Es: - x^2 + 5·x - 4 > 0---> (1 - x)·(x - 4) > 0 : 1 < x < 4
Caso del discriminante Δ < 0
In tal caso l'equazione associata risulta essere impossibile. Per la disequazione invece hai 2 possibilità: se il segno della disequazione è concorde con quello della "a", la disequazione ha come soluzione R (ogni valore reale di x la soddisfa); altrimenti risulta essere impossibile ( non è soddisfatta da alcun valore reale di x )
(indipendentemente dal fatto che la disequazione sia forte oppure attenuata)

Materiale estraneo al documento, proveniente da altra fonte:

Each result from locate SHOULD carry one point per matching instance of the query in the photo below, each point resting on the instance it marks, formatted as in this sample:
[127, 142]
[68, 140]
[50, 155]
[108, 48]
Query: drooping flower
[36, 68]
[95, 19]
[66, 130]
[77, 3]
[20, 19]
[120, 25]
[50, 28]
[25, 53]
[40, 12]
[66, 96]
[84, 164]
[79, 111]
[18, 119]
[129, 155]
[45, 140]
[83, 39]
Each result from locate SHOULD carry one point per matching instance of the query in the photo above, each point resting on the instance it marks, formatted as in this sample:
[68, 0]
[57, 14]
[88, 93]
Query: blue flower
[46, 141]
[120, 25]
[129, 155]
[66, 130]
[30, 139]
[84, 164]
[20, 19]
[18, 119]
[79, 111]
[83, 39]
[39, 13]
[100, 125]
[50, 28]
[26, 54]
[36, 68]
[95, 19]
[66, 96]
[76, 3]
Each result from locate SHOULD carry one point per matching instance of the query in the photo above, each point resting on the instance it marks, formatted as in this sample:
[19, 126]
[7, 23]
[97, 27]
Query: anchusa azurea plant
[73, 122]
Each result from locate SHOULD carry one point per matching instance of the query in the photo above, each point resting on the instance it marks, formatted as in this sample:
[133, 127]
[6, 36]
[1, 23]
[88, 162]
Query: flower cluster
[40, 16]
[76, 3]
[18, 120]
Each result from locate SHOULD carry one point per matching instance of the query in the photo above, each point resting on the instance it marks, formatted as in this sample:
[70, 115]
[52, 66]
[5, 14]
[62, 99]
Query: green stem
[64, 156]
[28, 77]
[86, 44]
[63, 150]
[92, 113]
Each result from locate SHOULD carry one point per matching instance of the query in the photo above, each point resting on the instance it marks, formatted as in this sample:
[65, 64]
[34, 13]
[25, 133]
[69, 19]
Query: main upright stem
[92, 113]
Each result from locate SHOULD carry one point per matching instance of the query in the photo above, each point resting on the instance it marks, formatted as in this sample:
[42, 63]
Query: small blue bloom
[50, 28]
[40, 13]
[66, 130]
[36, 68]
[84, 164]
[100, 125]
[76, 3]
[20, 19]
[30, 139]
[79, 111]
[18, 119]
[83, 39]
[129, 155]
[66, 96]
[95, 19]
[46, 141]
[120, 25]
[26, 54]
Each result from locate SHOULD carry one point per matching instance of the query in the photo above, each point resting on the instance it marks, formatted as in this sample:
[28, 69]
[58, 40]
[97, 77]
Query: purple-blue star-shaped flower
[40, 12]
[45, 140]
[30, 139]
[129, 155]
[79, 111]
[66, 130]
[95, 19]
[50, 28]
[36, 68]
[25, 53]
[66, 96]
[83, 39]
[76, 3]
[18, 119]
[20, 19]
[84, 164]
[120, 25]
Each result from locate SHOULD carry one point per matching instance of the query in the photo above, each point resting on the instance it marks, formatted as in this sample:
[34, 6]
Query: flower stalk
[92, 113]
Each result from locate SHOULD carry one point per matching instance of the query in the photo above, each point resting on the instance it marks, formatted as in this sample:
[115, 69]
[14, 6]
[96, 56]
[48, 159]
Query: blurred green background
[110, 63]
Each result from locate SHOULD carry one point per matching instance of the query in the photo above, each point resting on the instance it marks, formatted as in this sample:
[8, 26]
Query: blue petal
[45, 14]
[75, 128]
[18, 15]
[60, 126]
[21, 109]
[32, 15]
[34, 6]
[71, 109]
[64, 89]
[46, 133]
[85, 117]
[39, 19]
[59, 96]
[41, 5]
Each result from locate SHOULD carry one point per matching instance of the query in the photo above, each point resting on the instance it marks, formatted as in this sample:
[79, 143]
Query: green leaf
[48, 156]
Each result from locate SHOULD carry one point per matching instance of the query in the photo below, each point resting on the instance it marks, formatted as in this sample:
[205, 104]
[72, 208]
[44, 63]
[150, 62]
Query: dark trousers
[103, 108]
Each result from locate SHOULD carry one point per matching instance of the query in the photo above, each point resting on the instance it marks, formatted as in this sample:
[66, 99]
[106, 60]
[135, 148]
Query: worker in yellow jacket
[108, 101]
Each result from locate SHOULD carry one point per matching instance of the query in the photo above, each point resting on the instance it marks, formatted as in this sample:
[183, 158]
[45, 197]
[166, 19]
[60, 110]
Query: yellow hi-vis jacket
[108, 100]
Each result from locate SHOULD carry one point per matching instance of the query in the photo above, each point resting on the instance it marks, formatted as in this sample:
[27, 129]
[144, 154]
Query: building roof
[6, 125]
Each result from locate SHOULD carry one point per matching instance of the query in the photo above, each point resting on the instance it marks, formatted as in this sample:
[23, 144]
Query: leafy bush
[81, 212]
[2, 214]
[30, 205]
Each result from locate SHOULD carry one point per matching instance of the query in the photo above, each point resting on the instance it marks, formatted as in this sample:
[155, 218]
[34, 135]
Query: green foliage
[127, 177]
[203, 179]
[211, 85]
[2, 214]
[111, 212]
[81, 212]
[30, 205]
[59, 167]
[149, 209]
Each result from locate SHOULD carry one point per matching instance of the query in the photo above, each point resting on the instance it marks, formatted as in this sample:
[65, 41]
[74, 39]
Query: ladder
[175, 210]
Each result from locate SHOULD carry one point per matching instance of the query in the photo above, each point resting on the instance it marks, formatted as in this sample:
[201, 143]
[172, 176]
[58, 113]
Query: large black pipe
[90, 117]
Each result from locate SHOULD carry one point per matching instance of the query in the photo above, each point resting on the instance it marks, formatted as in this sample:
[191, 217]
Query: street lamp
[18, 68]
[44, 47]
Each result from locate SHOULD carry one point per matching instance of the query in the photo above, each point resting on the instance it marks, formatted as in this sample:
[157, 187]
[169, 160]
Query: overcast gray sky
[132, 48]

Caso del discriminante Δ = 0
In tal caso fa la differenza fra disequazione forte o attenuata
Se la disequazione è attenuata:
l'equazione associata ammette 2 soluzioni reali e coincidenti. Sia x = α la radice doppia che ottieni in tal caso. Se il segno della disequazione è concorde con quello della "a", la disequazione ha come soluzione R (ogni valore reale di x la soddisfa); altrimenti risulta essere la soluzione dell'equazione ( non è soddisfatta da alcun valore reale di x ≠ α)

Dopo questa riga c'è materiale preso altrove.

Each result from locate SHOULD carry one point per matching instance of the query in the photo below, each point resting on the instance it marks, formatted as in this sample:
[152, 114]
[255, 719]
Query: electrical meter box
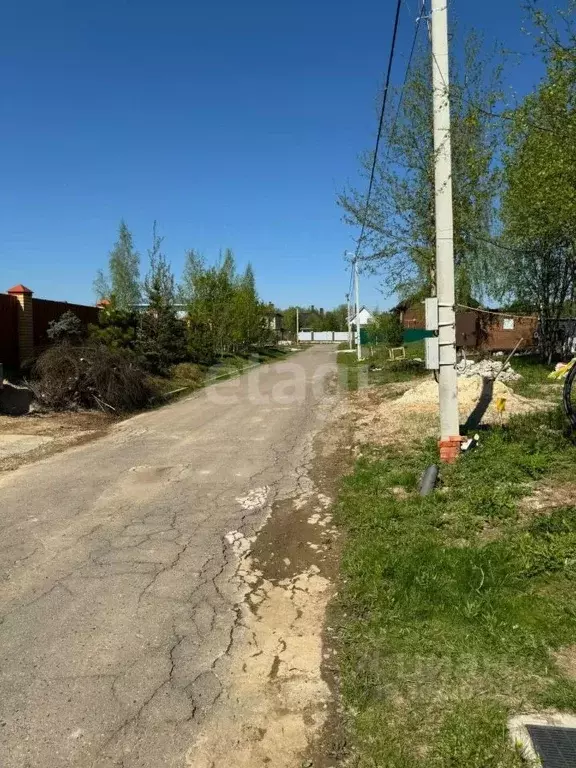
[431, 313]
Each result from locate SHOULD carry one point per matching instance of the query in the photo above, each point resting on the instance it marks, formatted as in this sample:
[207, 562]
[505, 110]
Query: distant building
[274, 321]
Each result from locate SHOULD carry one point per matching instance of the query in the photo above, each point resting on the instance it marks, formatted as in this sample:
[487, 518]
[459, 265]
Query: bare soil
[394, 413]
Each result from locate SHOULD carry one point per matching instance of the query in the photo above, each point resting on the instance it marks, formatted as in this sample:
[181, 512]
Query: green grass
[452, 605]
[190, 376]
[377, 368]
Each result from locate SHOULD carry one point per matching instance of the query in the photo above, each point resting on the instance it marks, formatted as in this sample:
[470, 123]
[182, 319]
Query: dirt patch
[47, 433]
[284, 673]
[565, 660]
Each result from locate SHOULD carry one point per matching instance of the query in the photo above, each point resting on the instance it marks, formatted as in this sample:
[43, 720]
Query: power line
[380, 125]
[408, 66]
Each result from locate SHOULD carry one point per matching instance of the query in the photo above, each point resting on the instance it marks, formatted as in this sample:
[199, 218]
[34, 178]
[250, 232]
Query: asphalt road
[118, 590]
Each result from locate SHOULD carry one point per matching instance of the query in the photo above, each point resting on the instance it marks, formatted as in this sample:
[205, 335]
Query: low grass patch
[377, 368]
[191, 376]
[452, 605]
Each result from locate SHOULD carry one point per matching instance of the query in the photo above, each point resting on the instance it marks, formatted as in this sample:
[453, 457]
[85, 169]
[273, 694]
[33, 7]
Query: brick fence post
[25, 322]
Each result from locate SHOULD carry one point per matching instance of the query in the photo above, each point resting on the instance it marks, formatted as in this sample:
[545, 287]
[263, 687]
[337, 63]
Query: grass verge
[453, 606]
[187, 377]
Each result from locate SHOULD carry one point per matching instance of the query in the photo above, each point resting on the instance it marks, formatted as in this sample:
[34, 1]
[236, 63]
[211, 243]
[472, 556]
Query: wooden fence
[24, 328]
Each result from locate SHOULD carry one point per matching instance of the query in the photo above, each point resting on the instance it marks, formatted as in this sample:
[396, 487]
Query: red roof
[20, 289]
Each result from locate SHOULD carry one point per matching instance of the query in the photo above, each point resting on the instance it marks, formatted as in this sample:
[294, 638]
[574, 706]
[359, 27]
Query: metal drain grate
[556, 747]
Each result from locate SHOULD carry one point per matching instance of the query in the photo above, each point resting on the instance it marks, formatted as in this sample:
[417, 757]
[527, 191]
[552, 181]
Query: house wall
[480, 330]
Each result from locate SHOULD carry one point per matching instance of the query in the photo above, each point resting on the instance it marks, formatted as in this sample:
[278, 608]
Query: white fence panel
[323, 336]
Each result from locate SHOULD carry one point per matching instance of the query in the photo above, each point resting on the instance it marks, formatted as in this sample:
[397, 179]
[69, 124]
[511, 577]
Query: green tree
[162, 335]
[122, 281]
[117, 328]
[400, 231]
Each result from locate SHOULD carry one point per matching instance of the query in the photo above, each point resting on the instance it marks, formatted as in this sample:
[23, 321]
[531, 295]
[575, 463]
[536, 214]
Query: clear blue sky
[232, 124]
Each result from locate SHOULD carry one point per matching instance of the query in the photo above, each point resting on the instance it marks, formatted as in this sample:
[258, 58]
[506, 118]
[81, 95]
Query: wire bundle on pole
[383, 112]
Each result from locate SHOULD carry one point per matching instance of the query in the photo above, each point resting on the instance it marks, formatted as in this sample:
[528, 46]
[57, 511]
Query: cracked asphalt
[118, 592]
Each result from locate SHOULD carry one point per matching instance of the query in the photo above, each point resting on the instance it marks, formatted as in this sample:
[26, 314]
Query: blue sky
[232, 124]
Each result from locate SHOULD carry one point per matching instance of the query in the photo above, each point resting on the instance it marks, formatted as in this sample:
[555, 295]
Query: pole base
[450, 449]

Se la disequazione è forte:
Se il segno della disequazione è concorde con quello della "a", la disequazione ha come soluzione R\{α} (ogni valore reale di x la soddisfa eccezion fatta di x = α); altrimenti la disequazione è impossibile
Es.: x^2 - 4·x + 4 < 0----> (x - 2)^2 < 0-----> false
Fai un po' di esercizi aiutandoti da una rappresentazione grafica.